Gilmore has repeatedly raised questions about progress on the Fort Worth-based F-35 program, the most expensive U.S. weapons system, and cited cracks in the short-takeoff version of the fighter jet a year ago. This year’s report may draw particular scrutiny because the Pentagon will propose increasing purchases to 42 planes in fiscal 2015 from the 29 Congress authorized this year.
Michael Rein, a Lockheed spokesman, said in an emailed statement that Gilmore’s report also outlined “a tremendous amount of positive information” and said the findings highlighted known problems.
“The F-35 aircraft has flown to every corner of the envelope and is meeting or exceeding expectations in flight performance,” Rein said. “The challenges identified are known items and the normal discoveries found in a test program of this size and complexity.”
Joe DellaVedova, Pentagon spokesman for the F-35, said in an e-mail that “there were no surprises in the report. All of the issues mentioned are well-known to us, the F-35 international partners and our industry team.”
“Although the report is factually accurate, it does not fully highlight the F-35 enterprise’s efforts to address and resolve the known technical and program-related challenges,” he said.

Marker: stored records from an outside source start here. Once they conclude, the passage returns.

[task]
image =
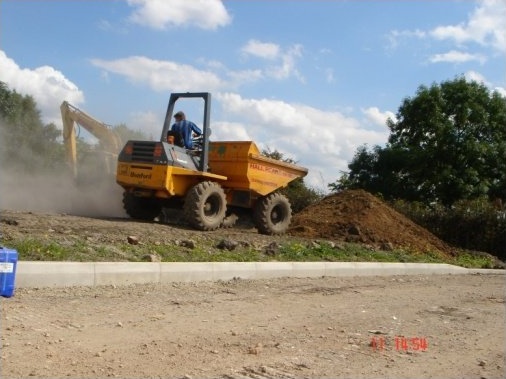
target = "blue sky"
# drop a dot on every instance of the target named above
(311, 79)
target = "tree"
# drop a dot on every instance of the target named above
(447, 144)
(25, 141)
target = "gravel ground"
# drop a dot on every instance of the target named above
(438, 326)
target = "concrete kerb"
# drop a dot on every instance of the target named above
(66, 274)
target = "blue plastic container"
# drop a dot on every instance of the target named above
(8, 263)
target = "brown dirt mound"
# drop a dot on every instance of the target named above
(357, 216)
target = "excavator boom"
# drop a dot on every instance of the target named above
(109, 140)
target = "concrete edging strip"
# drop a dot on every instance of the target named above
(66, 274)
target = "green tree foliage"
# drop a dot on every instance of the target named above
(299, 194)
(26, 142)
(447, 144)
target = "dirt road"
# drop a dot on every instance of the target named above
(364, 327)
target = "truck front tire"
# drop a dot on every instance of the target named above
(205, 206)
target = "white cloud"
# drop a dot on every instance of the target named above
(161, 75)
(320, 140)
(266, 50)
(477, 77)
(284, 61)
(396, 36)
(48, 86)
(486, 26)
(160, 14)
(455, 56)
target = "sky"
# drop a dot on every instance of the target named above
(311, 79)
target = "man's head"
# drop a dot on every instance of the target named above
(179, 116)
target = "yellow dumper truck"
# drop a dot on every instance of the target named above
(207, 183)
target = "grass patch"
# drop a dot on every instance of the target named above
(86, 251)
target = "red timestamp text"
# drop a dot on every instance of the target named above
(400, 343)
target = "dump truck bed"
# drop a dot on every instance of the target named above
(246, 169)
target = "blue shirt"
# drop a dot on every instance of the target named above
(185, 128)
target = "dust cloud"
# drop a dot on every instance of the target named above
(57, 192)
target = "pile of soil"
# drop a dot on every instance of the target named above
(358, 216)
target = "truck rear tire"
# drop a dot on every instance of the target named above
(205, 206)
(141, 208)
(272, 214)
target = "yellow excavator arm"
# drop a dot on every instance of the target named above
(110, 141)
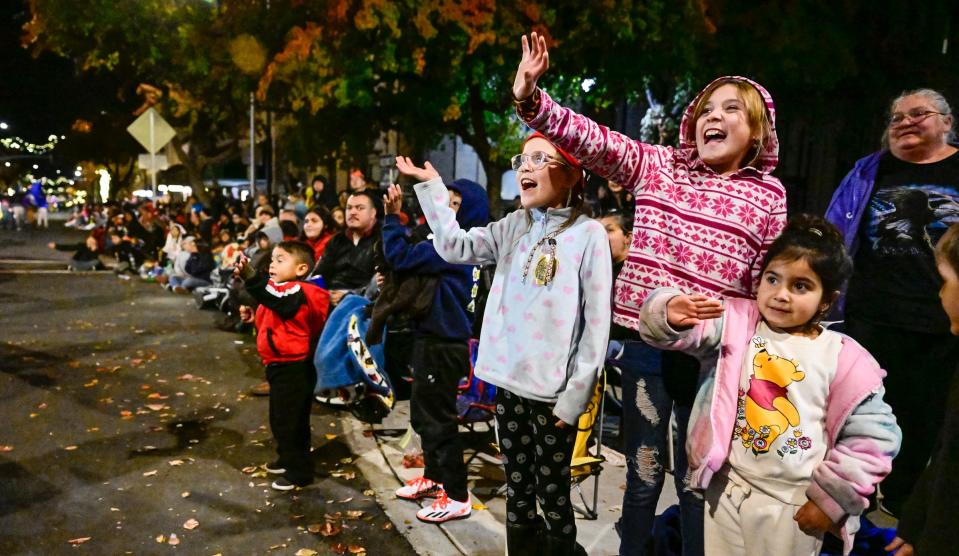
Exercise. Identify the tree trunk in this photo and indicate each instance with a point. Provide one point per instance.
(194, 165)
(478, 138)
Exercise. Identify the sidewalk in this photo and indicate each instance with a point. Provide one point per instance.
(380, 450)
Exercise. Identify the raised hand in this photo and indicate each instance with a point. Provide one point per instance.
(393, 200)
(406, 167)
(532, 66)
(686, 311)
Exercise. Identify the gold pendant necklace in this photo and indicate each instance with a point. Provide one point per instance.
(547, 263)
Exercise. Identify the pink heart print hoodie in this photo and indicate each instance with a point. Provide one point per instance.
(693, 229)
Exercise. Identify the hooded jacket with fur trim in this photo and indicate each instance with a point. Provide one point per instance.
(693, 229)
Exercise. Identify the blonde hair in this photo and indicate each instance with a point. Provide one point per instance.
(756, 115)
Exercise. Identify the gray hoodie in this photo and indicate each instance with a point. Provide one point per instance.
(545, 343)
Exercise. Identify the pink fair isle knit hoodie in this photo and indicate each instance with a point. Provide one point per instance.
(693, 229)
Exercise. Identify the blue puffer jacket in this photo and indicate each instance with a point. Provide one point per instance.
(851, 198)
(847, 207)
(450, 316)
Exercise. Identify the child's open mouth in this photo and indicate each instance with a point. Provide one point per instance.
(711, 135)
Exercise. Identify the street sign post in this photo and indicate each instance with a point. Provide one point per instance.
(153, 132)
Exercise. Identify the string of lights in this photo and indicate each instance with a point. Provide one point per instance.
(22, 145)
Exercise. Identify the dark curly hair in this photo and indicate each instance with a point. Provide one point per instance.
(947, 250)
(815, 240)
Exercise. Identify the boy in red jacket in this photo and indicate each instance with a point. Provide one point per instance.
(289, 320)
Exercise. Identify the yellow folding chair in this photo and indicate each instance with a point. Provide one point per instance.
(584, 463)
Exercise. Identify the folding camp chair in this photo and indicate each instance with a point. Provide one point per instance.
(475, 402)
(585, 464)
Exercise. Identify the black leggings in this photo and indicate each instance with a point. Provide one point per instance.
(538, 455)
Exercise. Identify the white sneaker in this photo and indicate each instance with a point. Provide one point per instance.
(445, 509)
(420, 487)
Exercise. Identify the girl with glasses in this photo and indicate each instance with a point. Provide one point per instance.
(705, 214)
(545, 329)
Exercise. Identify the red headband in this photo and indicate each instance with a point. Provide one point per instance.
(566, 156)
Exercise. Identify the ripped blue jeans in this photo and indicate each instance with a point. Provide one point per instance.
(646, 413)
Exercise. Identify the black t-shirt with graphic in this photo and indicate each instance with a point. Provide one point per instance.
(895, 281)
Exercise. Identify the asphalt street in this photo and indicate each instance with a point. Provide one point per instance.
(128, 428)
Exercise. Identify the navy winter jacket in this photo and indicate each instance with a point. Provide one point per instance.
(449, 317)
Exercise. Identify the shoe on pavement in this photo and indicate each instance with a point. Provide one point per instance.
(417, 488)
(445, 509)
(274, 468)
(285, 484)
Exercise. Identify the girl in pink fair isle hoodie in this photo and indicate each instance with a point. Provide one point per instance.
(789, 434)
(705, 215)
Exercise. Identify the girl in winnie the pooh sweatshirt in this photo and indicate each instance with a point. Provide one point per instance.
(789, 433)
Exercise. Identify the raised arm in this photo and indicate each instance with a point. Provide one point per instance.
(456, 245)
(673, 320)
(600, 149)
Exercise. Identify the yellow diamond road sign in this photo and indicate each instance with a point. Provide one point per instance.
(162, 131)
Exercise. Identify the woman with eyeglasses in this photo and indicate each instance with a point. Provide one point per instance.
(892, 208)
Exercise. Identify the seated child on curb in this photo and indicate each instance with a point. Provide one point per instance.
(289, 320)
(789, 433)
(86, 255)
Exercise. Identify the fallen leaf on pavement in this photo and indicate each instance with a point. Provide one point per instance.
(330, 529)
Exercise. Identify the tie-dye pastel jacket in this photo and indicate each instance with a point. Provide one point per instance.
(861, 430)
(693, 228)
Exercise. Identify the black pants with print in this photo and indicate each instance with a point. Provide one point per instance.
(538, 455)
(438, 366)
(291, 400)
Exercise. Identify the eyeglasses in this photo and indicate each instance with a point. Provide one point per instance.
(914, 116)
(536, 160)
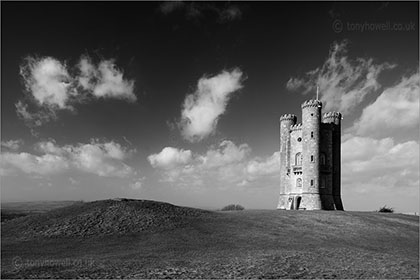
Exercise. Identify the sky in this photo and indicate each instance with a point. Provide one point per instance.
(180, 101)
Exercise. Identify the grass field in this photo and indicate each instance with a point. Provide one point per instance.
(192, 243)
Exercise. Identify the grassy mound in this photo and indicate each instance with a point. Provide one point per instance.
(154, 240)
(106, 217)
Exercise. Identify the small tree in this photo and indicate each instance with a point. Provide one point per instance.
(233, 207)
(386, 209)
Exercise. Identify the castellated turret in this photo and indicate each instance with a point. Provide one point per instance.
(310, 160)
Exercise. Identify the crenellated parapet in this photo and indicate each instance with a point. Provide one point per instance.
(288, 117)
(311, 103)
(296, 127)
(332, 117)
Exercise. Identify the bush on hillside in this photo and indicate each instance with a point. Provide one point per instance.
(386, 209)
(233, 207)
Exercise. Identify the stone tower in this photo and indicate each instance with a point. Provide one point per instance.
(310, 159)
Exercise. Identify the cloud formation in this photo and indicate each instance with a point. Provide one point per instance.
(12, 145)
(220, 166)
(343, 83)
(48, 80)
(202, 109)
(396, 110)
(103, 159)
(51, 86)
(195, 10)
(105, 80)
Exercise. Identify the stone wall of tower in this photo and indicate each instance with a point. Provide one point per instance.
(311, 136)
(326, 166)
(295, 167)
(286, 121)
(334, 120)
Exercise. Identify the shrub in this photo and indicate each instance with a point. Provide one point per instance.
(386, 209)
(233, 207)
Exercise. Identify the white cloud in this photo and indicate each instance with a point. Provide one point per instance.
(370, 164)
(105, 80)
(138, 184)
(12, 145)
(102, 159)
(73, 181)
(396, 110)
(196, 10)
(170, 157)
(202, 109)
(48, 81)
(51, 87)
(227, 153)
(224, 166)
(343, 83)
(46, 164)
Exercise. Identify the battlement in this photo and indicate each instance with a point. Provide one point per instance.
(297, 126)
(311, 103)
(332, 115)
(288, 117)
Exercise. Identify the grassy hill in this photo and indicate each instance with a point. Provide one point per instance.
(147, 239)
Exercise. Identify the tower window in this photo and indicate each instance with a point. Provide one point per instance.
(323, 159)
(298, 159)
(323, 183)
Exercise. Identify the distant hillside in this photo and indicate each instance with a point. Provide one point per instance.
(105, 217)
(12, 210)
(149, 239)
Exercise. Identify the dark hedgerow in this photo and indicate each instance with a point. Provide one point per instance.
(233, 207)
(386, 209)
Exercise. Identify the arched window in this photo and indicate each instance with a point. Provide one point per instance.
(323, 159)
(323, 182)
(298, 159)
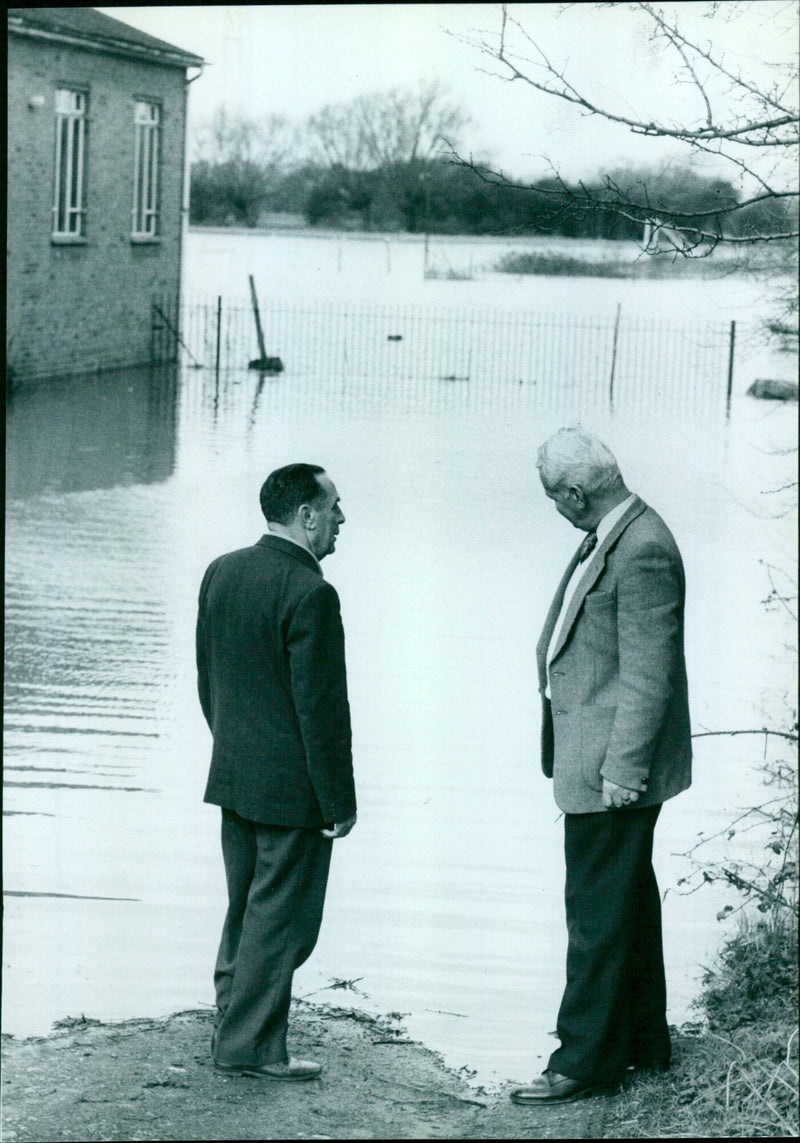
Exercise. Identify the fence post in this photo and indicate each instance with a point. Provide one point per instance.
(152, 332)
(614, 358)
(732, 346)
(218, 330)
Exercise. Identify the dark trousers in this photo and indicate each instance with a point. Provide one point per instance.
(614, 1007)
(277, 878)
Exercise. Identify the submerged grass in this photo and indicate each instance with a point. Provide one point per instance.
(650, 265)
(735, 1077)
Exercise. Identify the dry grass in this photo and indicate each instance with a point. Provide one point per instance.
(737, 1079)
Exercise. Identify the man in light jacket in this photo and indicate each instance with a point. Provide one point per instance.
(616, 742)
(271, 679)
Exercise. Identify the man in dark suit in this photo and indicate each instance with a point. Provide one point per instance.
(271, 678)
(616, 741)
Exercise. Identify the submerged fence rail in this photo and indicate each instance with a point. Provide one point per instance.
(618, 360)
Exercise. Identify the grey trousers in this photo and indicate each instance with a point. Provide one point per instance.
(277, 878)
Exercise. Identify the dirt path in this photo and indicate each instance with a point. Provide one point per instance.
(150, 1079)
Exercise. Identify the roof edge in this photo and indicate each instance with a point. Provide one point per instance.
(106, 44)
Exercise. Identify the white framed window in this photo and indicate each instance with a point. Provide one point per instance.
(69, 213)
(146, 125)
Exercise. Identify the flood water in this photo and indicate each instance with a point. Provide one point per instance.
(445, 903)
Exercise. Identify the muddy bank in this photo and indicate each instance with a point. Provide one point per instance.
(153, 1079)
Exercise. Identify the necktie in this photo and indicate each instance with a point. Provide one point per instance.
(588, 546)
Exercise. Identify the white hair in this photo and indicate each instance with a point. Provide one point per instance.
(572, 456)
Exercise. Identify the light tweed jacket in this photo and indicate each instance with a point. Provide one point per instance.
(618, 705)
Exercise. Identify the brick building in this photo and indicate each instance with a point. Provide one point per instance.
(95, 199)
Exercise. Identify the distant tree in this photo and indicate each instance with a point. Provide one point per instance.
(239, 167)
(746, 122)
(401, 125)
(750, 126)
(396, 135)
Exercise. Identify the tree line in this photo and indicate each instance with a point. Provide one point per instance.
(390, 161)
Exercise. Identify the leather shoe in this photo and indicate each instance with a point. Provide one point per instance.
(289, 1070)
(552, 1087)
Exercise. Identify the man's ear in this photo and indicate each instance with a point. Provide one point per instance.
(576, 495)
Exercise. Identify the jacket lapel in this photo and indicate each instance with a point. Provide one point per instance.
(592, 574)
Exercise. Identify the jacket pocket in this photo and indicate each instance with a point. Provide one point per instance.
(596, 600)
(596, 733)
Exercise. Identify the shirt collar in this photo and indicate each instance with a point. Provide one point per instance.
(280, 535)
(612, 518)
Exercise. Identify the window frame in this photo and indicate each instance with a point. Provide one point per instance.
(70, 169)
(145, 223)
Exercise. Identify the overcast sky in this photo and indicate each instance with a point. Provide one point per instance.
(293, 60)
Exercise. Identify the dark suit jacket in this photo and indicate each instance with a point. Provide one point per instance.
(620, 704)
(271, 678)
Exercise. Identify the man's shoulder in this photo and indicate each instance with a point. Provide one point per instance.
(648, 527)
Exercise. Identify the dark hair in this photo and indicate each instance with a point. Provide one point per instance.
(287, 488)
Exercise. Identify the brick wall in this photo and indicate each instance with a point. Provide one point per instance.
(73, 308)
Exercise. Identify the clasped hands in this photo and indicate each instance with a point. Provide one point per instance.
(341, 829)
(615, 797)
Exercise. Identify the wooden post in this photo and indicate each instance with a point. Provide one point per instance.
(732, 346)
(614, 358)
(218, 334)
(257, 316)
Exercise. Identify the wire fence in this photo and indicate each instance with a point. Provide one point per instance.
(618, 360)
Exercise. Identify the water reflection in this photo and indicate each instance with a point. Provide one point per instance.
(102, 430)
(446, 902)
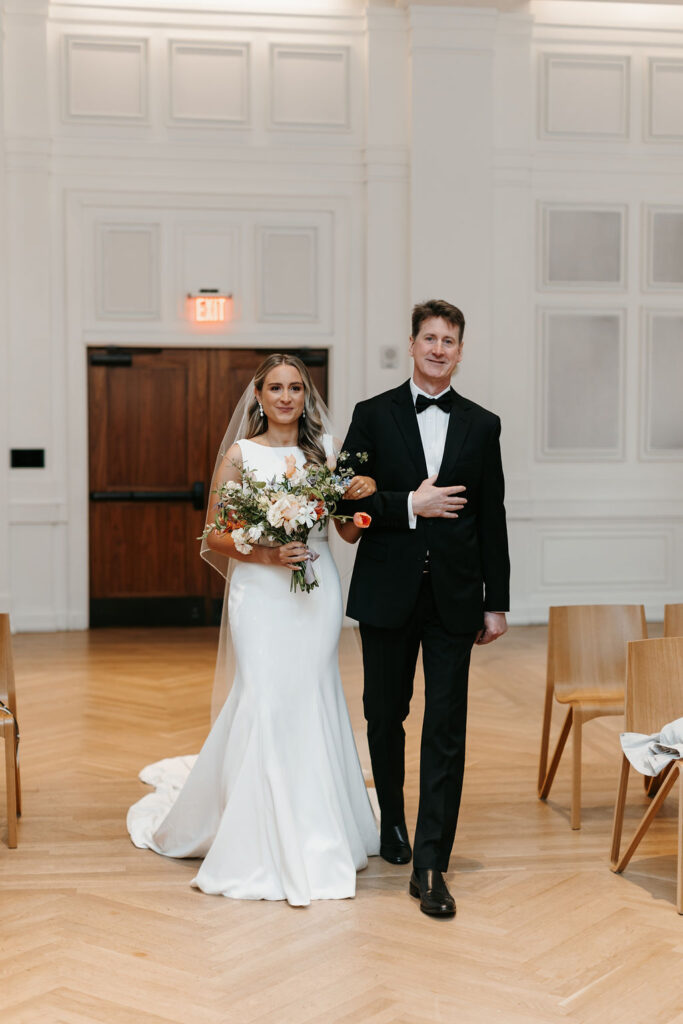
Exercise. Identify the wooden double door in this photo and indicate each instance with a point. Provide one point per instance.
(156, 420)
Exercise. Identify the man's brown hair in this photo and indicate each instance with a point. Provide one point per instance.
(437, 307)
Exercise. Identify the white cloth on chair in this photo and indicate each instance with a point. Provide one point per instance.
(650, 755)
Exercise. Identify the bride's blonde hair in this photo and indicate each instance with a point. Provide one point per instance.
(310, 424)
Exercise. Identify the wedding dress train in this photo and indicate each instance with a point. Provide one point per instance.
(275, 802)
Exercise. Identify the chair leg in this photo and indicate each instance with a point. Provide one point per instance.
(10, 781)
(17, 774)
(679, 880)
(617, 823)
(545, 738)
(646, 821)
(575, 768)
(550, 777)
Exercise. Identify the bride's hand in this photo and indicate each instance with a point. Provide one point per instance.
(360, 486)
(291, 555)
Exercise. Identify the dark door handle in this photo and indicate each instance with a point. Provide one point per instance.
(195, 495)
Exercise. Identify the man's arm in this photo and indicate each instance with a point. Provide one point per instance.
(388, 508)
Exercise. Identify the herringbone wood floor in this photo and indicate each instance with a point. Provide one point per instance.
(93, 930)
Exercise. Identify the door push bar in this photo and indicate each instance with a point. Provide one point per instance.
(195, 495)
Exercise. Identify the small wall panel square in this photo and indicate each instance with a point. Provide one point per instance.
(666, 100)
(128, 271)
(665, 249)
(309, 87)
(287, 273)
(583, 247)
(209, 83)
(584, 97)
(582, 385)
(664, 382)
(210, 258)
(105, 79)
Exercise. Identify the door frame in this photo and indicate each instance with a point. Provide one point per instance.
(344, 343)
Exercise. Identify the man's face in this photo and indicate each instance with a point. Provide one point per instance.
(437, 349)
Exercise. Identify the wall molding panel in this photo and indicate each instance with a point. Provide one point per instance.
(581, 383)
(662, 374)
(664, 248)
(665, 99)
(208, 83)
(104, 80)
(127, 271)
(584, 95)
(287, 274)
(310, 88)
(582, 247)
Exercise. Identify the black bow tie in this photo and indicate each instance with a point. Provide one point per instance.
(443, 401)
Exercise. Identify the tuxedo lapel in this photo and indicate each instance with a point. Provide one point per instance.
(459, 425)
(407, 420)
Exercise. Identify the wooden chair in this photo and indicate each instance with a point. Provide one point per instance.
(9, 730)
(673, 620)
(653, 697)
(586, 671)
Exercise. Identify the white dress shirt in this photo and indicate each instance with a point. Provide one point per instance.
(433, 424)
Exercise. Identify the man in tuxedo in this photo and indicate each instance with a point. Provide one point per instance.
(432, 570)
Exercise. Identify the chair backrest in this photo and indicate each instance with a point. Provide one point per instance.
(673, 620)
(7, 691)
(587, 644)
(654, 684)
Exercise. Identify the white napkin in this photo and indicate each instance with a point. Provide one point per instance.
(649, 755)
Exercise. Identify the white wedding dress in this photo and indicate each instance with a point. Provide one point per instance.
(275, 802)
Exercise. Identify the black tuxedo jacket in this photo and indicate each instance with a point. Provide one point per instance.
(470, 565)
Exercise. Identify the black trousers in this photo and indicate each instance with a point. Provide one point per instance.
(389, 658)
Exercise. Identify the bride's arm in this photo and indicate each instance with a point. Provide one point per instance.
(360, 486)
(288, 555)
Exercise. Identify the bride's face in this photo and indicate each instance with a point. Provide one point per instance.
(283, 395)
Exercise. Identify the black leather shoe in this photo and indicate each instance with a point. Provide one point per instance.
(428, 886)
(394, 846)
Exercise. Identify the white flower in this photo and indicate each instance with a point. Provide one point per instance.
(241, 543)
(284, 511)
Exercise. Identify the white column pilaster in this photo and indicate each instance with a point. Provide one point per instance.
(452, 57)
(387, 240)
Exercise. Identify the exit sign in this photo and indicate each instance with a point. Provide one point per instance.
(210, 308)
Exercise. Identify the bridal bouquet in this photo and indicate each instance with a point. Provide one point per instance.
(284, 509)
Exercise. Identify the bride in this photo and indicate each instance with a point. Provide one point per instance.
(275, 802)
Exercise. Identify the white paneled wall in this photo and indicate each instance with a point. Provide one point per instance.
(328, 168)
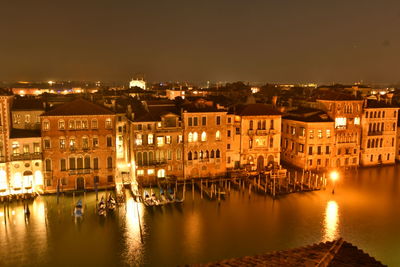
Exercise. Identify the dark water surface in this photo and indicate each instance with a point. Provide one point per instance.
(365, 210)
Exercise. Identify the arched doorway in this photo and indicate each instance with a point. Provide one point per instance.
(260, 163)
(80, 183)
(28, 180)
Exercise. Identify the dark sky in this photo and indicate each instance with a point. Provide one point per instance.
(217, 40)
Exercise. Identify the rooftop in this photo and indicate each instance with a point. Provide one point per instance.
(23, 133)
(256, 110)
(78, 106)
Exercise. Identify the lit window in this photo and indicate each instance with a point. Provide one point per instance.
(218, 135)
(160, 140)
(139, 140)
(328, 133)
(340, 122)
(61, 124)
(108, 123)
(150, 139)
(203, 136)
(46, 125)
(94, 124)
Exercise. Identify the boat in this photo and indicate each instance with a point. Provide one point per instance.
(101, 208)
(111, 203)
(78, 210)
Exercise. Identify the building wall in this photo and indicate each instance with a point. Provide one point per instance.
(26, 119)
(379, 131)
(347, 117)
(207, 157)
(163, 156)
(260, 144)
(308, 145)
(68, 178)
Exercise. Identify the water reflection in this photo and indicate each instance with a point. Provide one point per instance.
(133, 233)
(331, 225)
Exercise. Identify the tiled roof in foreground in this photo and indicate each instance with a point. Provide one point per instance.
(78, 106)
(335, 253)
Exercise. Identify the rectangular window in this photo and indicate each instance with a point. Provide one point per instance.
(95, 163)
(63, 165)
(109, 141)
(204, 121)
(72, 165)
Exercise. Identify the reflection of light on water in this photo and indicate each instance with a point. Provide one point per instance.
(133, 238)
(331, 221)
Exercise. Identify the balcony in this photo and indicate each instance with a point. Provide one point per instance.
(26, 156)
(79, 171)
(375, 133)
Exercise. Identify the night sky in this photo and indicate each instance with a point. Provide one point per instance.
(216, 40)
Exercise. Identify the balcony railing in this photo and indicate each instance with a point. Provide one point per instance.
(26, 156)
(79, 171)
(375, 133)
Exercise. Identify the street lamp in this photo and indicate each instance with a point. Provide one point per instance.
(334, 176)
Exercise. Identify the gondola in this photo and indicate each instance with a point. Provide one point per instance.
(101, 208)
(111, 203)
(78, 210)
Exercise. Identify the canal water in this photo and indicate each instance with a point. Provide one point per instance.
(364, 210)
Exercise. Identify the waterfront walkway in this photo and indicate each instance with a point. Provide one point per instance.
(333, 254)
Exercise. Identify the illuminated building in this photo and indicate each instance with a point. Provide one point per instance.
(379, 131)
(78, 146)
(137, 83)
(205, 136)
(308, 139)
(156, 143)
(260, 133)
(346, 111)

The F-35 is being built at Lockheed’s west-side complex where more than 6,000 employees are directly involved in the program. In December, Lockheed completed the 100th F-35, capping a year in which the company and Pentagon reported progress on cost and technical issues.
In the new report, Gilmore disclosed an incident in late September when a bulkhead “severed.” He said “analysis and corrective actions” were continuing.
Aircraft based in Florida, Arizona, California and Nevada for pilot training missions continue “to be immature” and rely “heavily on contractor support and workarounds unacceptable in combat operations,” Gilmore wrote.
Reliability measures “are all below” target goals for the current stage of development, he said.
Gilmore also warned of delays in testing and fielding software for the Marine Corps version, the F-35B, which the service has said it hopes to declare operational by December 2015.
General James Amos, the Marine Corps commandant, said at a Rand Corp. conference earlier this week that development of what’s known as 2B software “is going better than probably others might have thought.”
“It’s actually what I would call at this point probably medium risk” as the aircraft approaches initial combat capability, Amos said.